I've been experimenting with Vector to use HW to parallelise integer arithmetic. Is there any way to enable overflow checking with vector operations?
One example is to add two columns (equal length arrays) of ints together. Here c=a+b
means c[0] = a[0] + b[0]
, c[1] = a[1] + b[1]
, etc.
I suppose I could do something like this:
overflow[i] = b[i] >= 0 ? c[i] < a[i] : c[i] >= a[i];
But this (branching) might be slower than .Net's automatic overflow checking, and might negate the performance benefit of using Vector<T>
.
We also want to optimise our most commonly used operations: multiplication, subtraction, to a lesser extent integer division.
Edit: I thought about this a little more, and came up with this, which is 2.5 times as slow as the unchecked vector addition.
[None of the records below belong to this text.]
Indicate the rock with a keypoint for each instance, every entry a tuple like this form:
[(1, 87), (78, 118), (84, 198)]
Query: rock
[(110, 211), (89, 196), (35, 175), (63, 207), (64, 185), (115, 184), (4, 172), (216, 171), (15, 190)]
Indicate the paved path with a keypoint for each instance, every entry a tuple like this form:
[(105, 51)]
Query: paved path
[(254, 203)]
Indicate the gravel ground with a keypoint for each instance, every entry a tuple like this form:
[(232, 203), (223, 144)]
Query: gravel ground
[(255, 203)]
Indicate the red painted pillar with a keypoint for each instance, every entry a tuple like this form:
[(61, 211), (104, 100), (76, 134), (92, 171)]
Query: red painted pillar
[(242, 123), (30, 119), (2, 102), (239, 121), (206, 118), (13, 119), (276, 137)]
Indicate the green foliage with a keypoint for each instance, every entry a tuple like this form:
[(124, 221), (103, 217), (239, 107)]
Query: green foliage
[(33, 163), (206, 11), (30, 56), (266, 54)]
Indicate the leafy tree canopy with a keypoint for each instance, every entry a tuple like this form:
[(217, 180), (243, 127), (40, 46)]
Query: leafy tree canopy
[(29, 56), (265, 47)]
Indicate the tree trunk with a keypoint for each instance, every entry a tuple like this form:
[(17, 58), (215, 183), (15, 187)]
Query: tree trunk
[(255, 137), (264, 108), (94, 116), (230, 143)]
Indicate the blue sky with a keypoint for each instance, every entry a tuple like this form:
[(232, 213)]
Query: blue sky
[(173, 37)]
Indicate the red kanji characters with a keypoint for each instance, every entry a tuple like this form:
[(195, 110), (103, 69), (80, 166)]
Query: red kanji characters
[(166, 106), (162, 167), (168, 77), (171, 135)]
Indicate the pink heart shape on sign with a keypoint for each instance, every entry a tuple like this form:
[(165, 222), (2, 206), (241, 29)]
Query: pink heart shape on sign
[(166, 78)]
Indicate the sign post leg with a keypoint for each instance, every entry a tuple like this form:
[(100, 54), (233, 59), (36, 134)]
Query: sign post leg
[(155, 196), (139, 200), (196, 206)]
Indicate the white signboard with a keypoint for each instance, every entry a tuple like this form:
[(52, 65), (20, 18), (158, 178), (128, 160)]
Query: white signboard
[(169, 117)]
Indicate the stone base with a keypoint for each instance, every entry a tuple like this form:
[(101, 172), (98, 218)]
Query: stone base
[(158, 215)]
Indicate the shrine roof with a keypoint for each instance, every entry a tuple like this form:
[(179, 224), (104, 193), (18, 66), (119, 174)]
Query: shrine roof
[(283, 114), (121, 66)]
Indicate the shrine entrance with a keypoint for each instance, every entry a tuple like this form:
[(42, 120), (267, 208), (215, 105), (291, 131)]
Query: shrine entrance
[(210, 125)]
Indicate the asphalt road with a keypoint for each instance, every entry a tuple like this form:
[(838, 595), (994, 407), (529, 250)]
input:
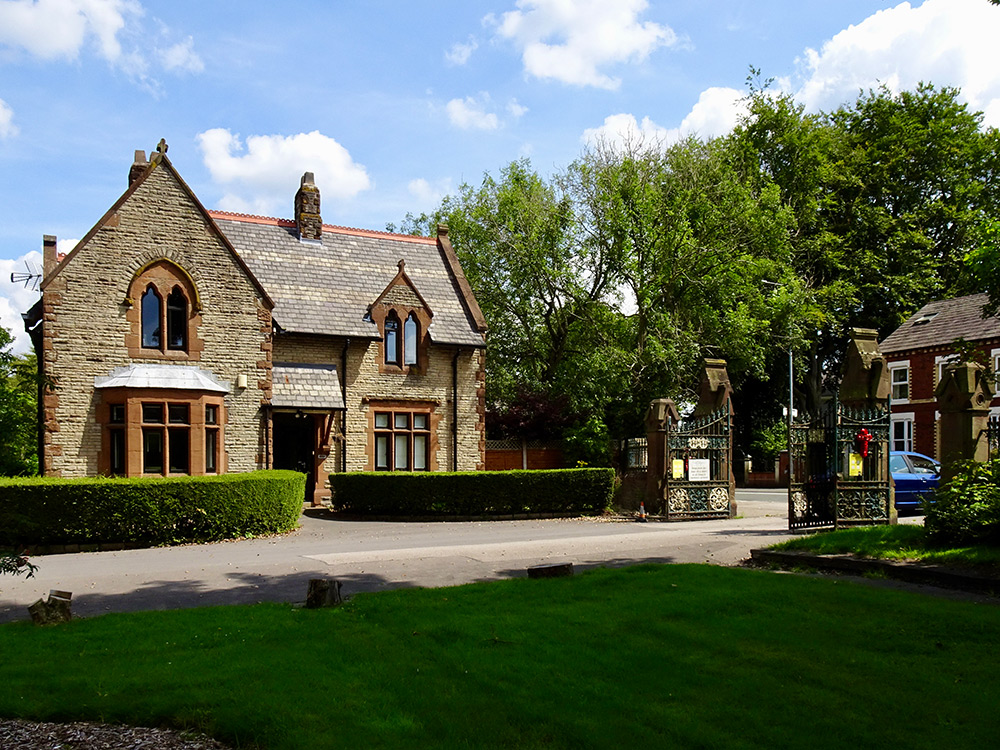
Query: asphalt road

Seems like a lot of additional overhead.
public Vector<int> Calc(Vector<int> a, Vector<int> b)
{
var result = a + b;
var overflowFlag = Vector.GreaterThan(b, Vector<int>.Zero) * Vector.LessThan(result,a)
+ Vector.LessThan(b,Vector<int>.Zero) * Vector.GreaterThan(result, a);
// It makes no sense to add the flags to the result, but haven't decided what to do with them yet,
// and don't want the compiler to optimise the overflow calculation away
return result + overflowFlag;
}
Timings: (4k iterations adding a pair of 100k arrays)
- Normal Add: 618ms
- Normal Checked Add: 1092ms
- Vector Add: 208ms
- Vector Checked Add: 536ms